# Heartfelt Beads Purchase any Discounts for members



## seanb (Jul 15, 2010)

About to make a purchase for my first try with the heartfelt beads and I was wondering if there is a coupon code for Puff members?:help:

Every little bit means more for cigars. 

Sean


----------



## thegoldenmackid (Mar 16, 2010)

They do things for troops and there was a special when David was on vacation, but none that I know about.


----------



## seanb (Jul 15, 2010)

thegoldenmackid said:


> They do things for troops and there was a special when David was on vacation, but none that I know about.


Thank you for the reply. I made the purchase anyway. Looking forward to trying the beads out. Hopefully they work as well as reported on the forums.

Sean


----------



## Cigary (Oct 19, 2007)

Best investment for cigars...unless you like to worry constantly about humidity issues with your humidors. Think of all the time you'll have to buy more cigars. Catch 22 aint it?


----------



## socapots (Feb 22, 2010)

Cigary said:


> Best investment for cigars...unless you like to worry constantly about humidity issues with your humidors. Think of all the time you'll have to buy more cigars. Catch 22 aint it?

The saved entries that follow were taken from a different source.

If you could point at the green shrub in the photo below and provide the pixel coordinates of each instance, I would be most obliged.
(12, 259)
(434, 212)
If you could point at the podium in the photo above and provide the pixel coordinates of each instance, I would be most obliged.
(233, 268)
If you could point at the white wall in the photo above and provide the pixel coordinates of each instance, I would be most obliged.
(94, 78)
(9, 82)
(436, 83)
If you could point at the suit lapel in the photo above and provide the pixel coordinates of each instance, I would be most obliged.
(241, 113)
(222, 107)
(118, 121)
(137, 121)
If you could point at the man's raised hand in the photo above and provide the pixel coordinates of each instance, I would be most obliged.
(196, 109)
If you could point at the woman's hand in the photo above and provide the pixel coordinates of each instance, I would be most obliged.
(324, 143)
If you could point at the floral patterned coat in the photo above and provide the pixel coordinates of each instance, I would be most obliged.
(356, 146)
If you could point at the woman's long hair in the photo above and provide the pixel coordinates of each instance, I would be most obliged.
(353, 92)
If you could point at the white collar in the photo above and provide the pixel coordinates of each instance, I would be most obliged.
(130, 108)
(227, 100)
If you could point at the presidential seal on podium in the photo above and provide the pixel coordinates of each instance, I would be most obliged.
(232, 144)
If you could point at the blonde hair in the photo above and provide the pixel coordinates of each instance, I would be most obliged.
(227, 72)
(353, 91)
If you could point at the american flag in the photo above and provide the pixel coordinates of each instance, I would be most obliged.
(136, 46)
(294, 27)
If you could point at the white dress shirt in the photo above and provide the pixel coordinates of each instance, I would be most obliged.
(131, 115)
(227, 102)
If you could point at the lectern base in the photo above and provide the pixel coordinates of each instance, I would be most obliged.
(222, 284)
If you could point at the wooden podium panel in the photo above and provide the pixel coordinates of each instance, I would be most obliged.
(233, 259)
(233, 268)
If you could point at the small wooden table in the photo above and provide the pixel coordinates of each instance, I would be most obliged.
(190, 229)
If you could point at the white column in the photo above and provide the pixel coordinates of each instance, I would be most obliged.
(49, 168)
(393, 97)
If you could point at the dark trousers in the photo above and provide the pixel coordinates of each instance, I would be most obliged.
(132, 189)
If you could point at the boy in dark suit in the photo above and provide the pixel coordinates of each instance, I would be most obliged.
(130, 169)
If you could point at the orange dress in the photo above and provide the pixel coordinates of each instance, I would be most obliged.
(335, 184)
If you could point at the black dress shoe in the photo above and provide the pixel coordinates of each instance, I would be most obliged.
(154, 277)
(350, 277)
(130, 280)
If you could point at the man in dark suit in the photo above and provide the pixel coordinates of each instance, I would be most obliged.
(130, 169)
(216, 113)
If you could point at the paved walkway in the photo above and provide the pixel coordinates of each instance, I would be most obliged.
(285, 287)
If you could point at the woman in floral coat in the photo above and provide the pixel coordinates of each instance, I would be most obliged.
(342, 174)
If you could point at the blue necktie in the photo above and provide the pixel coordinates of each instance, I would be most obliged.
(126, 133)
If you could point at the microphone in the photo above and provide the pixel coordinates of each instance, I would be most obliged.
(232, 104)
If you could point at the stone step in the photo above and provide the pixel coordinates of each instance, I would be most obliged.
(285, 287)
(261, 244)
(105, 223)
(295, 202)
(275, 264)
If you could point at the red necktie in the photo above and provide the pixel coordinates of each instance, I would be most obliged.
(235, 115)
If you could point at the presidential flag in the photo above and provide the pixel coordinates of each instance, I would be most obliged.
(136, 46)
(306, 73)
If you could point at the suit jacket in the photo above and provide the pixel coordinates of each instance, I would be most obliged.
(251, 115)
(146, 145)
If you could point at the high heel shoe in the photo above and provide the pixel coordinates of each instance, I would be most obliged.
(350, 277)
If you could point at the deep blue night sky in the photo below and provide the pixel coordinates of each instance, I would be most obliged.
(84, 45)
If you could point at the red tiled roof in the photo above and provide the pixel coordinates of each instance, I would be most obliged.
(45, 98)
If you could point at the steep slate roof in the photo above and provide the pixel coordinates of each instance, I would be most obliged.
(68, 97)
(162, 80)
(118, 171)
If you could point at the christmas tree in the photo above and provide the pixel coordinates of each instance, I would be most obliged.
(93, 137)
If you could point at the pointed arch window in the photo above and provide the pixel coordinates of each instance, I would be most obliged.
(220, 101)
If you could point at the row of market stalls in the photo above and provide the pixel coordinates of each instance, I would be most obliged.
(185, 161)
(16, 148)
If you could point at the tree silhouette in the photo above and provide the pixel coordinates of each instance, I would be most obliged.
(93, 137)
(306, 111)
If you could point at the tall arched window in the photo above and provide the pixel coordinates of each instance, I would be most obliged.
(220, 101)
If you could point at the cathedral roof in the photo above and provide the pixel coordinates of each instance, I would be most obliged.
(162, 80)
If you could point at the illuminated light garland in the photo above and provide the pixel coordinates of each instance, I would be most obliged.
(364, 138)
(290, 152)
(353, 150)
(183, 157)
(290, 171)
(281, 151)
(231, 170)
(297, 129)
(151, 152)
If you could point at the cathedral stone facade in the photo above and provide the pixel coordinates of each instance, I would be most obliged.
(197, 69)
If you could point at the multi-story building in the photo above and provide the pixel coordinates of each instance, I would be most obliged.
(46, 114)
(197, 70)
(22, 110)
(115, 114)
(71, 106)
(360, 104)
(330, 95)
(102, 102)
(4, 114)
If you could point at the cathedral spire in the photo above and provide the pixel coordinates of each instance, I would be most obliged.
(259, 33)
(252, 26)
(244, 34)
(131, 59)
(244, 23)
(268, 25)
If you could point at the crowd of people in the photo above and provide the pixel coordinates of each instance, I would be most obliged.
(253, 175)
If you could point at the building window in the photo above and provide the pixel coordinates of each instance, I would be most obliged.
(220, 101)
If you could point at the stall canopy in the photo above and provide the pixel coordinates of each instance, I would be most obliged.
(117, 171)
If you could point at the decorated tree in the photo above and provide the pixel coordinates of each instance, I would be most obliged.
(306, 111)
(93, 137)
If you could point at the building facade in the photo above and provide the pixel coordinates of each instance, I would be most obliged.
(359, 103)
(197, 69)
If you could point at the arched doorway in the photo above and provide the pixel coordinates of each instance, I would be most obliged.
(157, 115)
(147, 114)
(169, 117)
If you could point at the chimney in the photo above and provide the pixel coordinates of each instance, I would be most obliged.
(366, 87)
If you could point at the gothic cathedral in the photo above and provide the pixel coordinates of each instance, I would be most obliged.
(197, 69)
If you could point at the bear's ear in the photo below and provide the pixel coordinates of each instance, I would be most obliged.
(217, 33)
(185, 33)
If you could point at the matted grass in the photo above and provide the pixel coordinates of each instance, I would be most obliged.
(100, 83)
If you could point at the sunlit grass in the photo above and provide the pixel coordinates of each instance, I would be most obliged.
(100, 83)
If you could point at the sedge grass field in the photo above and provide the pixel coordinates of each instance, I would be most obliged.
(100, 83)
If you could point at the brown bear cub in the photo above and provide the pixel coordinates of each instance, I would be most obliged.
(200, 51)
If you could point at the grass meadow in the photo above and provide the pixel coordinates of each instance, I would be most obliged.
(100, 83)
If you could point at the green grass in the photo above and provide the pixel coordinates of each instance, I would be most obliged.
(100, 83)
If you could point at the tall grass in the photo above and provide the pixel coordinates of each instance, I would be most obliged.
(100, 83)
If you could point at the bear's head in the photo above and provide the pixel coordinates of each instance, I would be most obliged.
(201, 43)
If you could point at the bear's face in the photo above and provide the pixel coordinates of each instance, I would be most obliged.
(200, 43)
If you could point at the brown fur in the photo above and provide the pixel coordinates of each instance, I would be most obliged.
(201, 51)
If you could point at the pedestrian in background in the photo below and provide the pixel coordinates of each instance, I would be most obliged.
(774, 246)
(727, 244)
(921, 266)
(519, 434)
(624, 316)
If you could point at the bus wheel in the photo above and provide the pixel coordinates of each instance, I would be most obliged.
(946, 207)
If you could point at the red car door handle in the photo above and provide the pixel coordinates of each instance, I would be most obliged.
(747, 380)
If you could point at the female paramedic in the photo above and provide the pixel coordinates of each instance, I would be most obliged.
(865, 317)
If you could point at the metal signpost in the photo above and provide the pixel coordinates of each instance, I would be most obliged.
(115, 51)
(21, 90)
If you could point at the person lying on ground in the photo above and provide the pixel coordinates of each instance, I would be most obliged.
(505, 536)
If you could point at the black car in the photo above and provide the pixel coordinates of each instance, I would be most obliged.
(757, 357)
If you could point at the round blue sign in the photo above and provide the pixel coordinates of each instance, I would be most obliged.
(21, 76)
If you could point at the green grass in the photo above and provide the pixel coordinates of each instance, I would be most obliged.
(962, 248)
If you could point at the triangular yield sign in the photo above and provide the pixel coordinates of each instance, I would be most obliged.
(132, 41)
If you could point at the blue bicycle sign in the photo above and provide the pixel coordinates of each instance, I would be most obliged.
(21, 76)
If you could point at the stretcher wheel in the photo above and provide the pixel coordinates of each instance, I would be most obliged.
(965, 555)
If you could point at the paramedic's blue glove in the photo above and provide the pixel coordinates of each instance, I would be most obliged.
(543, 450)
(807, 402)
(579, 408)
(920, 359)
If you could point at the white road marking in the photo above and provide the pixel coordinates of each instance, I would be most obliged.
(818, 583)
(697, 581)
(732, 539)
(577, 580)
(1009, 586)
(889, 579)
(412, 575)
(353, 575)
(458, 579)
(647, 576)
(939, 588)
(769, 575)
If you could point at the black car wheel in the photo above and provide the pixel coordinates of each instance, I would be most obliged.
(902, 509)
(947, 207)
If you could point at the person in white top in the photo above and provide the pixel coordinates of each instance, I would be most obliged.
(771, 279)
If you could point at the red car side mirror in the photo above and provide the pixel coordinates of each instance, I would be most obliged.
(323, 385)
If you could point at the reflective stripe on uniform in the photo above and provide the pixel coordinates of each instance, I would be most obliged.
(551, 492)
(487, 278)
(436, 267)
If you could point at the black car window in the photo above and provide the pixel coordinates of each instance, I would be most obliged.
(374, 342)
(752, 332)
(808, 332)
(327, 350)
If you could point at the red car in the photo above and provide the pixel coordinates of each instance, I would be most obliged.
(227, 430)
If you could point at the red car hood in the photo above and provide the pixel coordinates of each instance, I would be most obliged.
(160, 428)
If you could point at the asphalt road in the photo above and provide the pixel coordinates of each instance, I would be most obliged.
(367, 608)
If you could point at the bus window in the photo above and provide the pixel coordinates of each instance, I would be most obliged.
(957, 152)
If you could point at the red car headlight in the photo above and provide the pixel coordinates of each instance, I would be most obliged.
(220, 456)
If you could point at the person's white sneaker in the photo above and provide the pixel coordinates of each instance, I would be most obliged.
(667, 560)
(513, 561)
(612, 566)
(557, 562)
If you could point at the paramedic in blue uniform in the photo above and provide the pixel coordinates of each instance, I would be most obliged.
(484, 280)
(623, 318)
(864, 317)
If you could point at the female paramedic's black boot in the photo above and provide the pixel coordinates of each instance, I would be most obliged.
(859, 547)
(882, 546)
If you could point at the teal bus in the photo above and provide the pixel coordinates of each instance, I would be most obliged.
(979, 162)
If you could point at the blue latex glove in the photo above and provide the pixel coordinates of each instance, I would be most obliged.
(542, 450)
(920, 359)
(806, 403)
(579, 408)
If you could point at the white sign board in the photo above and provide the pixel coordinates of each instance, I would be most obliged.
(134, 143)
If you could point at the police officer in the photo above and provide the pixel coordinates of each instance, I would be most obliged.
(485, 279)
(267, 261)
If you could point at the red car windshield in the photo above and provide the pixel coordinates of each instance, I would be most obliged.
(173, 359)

like he said. i made the switch some months back.. and its awsome. never go back.


----------



## obleedo (Feb 4, 2010)

once you go heartfelt you never go back... sorry i had too


----------



## bigdaddysmoker (Jul 2, 2009)

seanb said:


> Thank you for the reply. I made the purchase anyway. Looking forward to trying the beads out. Hopefully they work as well as reported on the forums.
> 
> Sean


they are. i put the tube filled with 70% beads, its a big tube supposed to take care of 1080 cubic inches i believe and my humi hasn't budged from 69%. i love them. you made a good choice buying them


----------



## seanb (Jul 15, 2010)

Thanks everyone. Should get my beads today!


Sean


----------



## Tubesaddict (May 13, 2010)

I've had mine for a little over a month I think. Great product. Good thing about the beads is their ability to absorb moisture as well as put it out. If you get a whole bunch of wet cigars, they will even everything out. That's why they don't recommend wetting more than 70% of the beads, otherwise you lose the absorption buffer.


----------



## Coop D (Oct 19, 2008)

I think I have 18oz of beads in my humidor. Thing hasn't moved from 65% in months!!!


----------